Dans Châteaux de sable, roman fortement teinté d’autobiographie, l’auteur imagine qu’il rencontre un personnage singulier, qui se prend pour Louis XVI ! Nous sommes en 2020, et cette réincarnation ne manque pas de sel. Jeune père de famille en butte aux tracasseries du XIXe siècle, Louis-Henri revit les tourments de la Révolution Française, avec ses malheurs, que le nouveau roi lui décrit avec dignité, et que Marie Antoinette subit dans les larmes. 

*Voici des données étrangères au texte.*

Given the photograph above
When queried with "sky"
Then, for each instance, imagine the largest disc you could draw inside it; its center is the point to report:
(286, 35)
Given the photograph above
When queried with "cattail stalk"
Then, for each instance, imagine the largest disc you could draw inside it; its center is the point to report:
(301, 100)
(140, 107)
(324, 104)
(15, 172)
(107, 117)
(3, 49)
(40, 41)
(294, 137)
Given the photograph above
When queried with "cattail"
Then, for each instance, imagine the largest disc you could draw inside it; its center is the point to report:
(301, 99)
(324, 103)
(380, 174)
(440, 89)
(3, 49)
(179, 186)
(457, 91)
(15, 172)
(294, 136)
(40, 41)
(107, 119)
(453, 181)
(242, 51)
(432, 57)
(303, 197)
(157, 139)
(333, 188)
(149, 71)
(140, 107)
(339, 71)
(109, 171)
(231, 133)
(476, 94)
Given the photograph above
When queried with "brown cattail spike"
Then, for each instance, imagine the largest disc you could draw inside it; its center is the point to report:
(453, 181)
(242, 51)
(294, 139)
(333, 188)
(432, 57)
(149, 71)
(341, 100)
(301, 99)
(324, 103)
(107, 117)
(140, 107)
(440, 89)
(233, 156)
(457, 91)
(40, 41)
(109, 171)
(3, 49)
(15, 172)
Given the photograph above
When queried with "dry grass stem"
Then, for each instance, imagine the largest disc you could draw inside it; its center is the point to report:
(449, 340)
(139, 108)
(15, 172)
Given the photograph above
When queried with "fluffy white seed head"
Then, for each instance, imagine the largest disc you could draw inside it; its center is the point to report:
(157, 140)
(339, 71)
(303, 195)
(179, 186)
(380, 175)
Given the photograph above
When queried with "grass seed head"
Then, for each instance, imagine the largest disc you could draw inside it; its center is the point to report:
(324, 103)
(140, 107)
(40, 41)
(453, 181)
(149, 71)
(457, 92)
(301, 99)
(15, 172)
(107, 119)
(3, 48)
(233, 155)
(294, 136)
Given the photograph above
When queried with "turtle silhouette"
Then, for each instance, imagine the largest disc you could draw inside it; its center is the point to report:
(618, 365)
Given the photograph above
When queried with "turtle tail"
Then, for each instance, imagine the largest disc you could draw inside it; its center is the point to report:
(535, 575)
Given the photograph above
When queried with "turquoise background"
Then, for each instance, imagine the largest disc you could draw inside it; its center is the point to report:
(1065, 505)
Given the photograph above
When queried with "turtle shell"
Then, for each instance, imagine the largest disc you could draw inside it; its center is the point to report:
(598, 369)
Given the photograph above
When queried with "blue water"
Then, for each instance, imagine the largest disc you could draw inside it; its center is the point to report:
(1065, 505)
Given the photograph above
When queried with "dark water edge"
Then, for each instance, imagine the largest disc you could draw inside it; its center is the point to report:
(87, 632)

deux siècles en même temps

A leurs côtés, revivent aussi La Fayette, Malesherbes, Jefferson, Térésa Cabarrus, Fersen, Tallien et quelques autres personnages historiques, dont l’auteur brosse un portrait convaincant. Tout cela au moment où les Gilets Jaunes cognent à la masse contre l’Arc de Triomphe, pour le plus grand plaisir de Louis-Henri ravi de voir bientôt détruit ce monument honteux, élevé à la gloire de l’usurpateur Napoléon. Voilà pour l’essentiel de ce livre qui raconte deux siècles en même temps, à la fois ce qui fut, et ce qui est, ce qui pose inévitablement la question de leurs différences, à seulement 230 ans d’écart. L’exercice s’avère attrayant, et l’esprit de l’écrivain ajoute du piquant. 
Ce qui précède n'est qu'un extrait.